Life is a game of consequences. Think not of the consequences, and you will suffer.
The world is divided, as always, into two sorts of people: those who see consequences, and those who don’t.
A major problem, however, is that the at times engaging (and at others infuriating) willingness of the consequence deniers to, um, deny the bleeding obvious consequences of their concrete fluffiness means that the rest of us are left unaided to do something about such denial.
This makes us angry. It is an anger based on the broken aerial, or the empty petrol tank, or the empty Treasury, or the bank bailin, or the overfull lavatory caskette that must be emptied.
Pointing out such needs makes the condescending denier observe, “My God, you really are a very angry person aren’t you? What you need is people like me to help you chill out”.
These folks, I have to tell you, can be anything from banking quants, internet fraudsters, university intellectuals, retailers and yoga teachers to doctors, psychiatrists, self-help book wankers, gymnasium makreteers and self-appointed paedofinders.
Such people think not of the consequences, and yet they do not suffer. They merely preach in that patronising, smiley, happy-clappy way they have. Bless you my child, for you are misled by the wrong sort of company you keep, and corrupted by the media you read.
But at the end of the process, one realises that the choice one has is not a particularly fulfilling one.
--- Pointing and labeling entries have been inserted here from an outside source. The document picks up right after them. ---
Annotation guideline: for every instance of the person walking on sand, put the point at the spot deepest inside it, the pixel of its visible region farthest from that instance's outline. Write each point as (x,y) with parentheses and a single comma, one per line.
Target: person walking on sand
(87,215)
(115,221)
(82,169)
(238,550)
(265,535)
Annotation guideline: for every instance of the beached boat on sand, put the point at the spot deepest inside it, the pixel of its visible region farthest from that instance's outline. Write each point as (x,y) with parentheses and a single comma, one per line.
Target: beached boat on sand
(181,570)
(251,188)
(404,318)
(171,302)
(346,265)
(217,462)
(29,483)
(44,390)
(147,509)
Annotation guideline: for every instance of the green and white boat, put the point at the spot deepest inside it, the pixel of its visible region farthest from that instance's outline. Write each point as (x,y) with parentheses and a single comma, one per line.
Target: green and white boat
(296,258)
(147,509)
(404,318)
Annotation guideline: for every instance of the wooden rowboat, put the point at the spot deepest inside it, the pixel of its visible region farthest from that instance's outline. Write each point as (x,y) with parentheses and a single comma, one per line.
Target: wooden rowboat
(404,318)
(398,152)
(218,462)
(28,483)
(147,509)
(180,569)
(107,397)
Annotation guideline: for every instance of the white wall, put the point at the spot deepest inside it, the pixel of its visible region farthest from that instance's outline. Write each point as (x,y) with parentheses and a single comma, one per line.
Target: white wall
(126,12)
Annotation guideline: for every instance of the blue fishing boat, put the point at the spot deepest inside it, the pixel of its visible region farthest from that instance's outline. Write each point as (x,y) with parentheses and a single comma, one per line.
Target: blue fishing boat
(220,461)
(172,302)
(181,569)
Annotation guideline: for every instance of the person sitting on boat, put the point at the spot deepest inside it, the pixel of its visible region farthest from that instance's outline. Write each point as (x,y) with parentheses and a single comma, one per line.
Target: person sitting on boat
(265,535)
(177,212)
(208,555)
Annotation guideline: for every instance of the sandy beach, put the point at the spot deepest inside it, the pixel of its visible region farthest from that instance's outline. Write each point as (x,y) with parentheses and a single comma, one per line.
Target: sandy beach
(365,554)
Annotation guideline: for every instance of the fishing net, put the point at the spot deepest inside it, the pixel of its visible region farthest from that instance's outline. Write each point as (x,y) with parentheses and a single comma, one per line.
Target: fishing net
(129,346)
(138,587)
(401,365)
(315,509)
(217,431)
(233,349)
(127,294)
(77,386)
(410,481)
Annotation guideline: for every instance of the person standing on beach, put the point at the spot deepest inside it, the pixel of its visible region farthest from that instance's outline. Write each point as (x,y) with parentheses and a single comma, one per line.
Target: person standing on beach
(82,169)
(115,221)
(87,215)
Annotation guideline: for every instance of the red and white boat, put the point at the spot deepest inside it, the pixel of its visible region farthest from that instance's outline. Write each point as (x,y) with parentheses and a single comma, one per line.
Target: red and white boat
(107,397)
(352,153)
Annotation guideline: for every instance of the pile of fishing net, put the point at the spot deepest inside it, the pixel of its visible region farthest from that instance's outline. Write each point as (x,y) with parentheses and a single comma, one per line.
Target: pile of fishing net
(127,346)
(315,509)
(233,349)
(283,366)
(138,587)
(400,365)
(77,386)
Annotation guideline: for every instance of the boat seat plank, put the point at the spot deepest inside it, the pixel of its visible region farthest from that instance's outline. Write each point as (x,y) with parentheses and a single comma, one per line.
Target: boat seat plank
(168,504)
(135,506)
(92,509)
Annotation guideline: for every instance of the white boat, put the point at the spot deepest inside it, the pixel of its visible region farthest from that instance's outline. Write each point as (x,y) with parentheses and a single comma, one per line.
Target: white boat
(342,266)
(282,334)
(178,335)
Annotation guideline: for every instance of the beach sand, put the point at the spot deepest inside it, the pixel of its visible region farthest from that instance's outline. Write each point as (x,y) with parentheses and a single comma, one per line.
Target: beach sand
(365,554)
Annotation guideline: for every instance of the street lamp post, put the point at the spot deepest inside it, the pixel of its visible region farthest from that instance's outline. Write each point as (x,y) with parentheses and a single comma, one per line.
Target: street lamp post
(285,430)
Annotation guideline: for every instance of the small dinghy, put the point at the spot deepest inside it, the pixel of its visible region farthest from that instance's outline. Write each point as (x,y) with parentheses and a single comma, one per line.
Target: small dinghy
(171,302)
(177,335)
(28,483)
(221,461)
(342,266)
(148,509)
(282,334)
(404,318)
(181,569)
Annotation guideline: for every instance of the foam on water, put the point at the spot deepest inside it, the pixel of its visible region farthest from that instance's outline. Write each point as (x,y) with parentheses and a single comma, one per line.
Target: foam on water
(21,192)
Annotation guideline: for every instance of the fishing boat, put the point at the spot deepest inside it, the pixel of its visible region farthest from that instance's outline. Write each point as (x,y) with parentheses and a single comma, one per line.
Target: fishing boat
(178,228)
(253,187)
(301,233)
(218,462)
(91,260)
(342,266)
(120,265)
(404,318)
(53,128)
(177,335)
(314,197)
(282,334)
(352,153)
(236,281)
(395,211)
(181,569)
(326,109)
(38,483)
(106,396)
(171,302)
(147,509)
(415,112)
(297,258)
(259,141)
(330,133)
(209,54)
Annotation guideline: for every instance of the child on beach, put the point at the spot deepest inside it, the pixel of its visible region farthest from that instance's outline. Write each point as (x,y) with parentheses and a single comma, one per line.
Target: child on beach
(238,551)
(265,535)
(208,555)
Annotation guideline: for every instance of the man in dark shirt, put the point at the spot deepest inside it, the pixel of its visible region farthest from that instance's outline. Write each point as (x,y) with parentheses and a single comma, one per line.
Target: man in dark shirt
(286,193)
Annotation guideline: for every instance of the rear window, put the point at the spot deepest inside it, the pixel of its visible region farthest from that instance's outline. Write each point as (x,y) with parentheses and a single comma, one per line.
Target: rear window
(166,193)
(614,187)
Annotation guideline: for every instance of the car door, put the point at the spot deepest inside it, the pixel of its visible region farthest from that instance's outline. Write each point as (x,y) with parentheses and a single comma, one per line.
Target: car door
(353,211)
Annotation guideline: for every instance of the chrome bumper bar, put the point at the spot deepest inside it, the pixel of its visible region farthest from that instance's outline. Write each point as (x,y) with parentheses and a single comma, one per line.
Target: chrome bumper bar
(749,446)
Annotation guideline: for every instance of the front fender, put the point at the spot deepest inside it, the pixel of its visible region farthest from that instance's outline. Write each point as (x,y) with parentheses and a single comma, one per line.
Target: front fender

For the choice – and it is hugely forced – seems increasingly to be between those who insist on the zero evidence one needs for the successful levitation of the Albert Hall; and the totally opposed group who insist on the zero evidence one needs to embrace full-on neoliberal materialism.
As I keep onandonandonandon writing here, there is between these two trenches a massive No Man’s Land where all the rest of us want to do is have a harmless game of footie.